Por llevarle la contraria, le dije que, precisamente, si algo me estaba maravillando en este viaje era el descubrimiento de que aún quedaban inmensos territorios en el mundo cuyos habitantes vivían ajenos, a las fiebres del día, y que aquí, si bien muchísimos individuos se contentaban con un techo de fibra, una alcarraza, un budare, una hamaca y una guitarra, pervivía en ellos un cierto animismo, una conciencia de muy viejas tradiciones, un recuerdo vivo de ciertos mitos que eran, en suma, presencia de una cultura más honrada y válida, probablemente, que la que se nos había quedado allá.

Para un pueblo era más interesante conservar la memoria de la Canción de Rolando que tener agua caliente a domicilio. Me agradaba que aún quedaran hombres poco dispuestos a trocar su alma profunda por algún dispositivo automático que, al abolir el gesto de la lavandera, se llevaba también sus canciones, acabando, de golpe, con un folklore milenario.

Fingiendo que no me hubiera oído, o que mis palabras no tenían el menor interés, Mouche afirmó que aquí no había cosa de mérito que ver o estudiar; que este país no tenía historia ni carácter, y, dando su decisión por sentencia, habló de partir mañana al alba, ya que nuestro barco, navegando esta vez a favor de la corriente, podía cubrir la jornada del regreso en poco más de un día.
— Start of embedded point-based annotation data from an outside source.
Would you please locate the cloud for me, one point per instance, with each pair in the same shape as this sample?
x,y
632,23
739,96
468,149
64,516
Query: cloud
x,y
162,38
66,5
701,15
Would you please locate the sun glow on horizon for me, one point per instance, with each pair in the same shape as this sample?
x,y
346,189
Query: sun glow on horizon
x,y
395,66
Pero ahora me importaban poco sus deseos. Y como esto era muy nuevo en mí, cuando le declaré secamente que pensaba cumplir con la Universidad, llegando hasta donde pudiera encontrar los instrumentos musicales cuya busca me era encomendada, mi amiga, de súbito, montó en cólera, tratándome de burgués. Ese insulto -¡bien lo conocía yo!- era un recuerdo de la época en que muchas mujeres de su formación se hubieran proclamado revolucionarias para gozar de las intimidades de una militancia que arrastraba a no pocos intelectuales interesantes, y entregarse a los desafueros del sexo con el respaldo de ideas filosóficas y sociales, luego de haberlo hecho al amparo de las ideas estéticas de ciertas capillas literarias.

Siempre atenta a su bienestar, colocando por encima de todo sus placeres y pequeñas pasiones, Mouche me resultaba el arquetipo de la burguesa.

Sin embargo, calificaba de burgués, como supremo denuesto, a todo el que intentara oponer a su criterio algo que pudiera vincularse con ciertos deberes o principios molestos, no transigiera con ciertas licencias físicas, encerrara preocupaciones de tipo religioso o reclamara un orden. Ya que mi empeño de quedar bien con el Curador y, por ende, con mi conciencia, se atravesaba en su camino, tal propósito tenía, por fuerza, que ser calificado por ella de burgués.

Y se levantaba ahora del camastro, con las greñas en la cara, alzando sus pequeños puños a la altura de mis sienes en una gesticulación rabiosa que yo veía por primera vez. Gritaba que quería estar en Los Altos cuanto antes; que necesitaba el frío de las cumbres para reponerse; que allí es donde pasaríamos el tiempo que me quedara de vacaciones.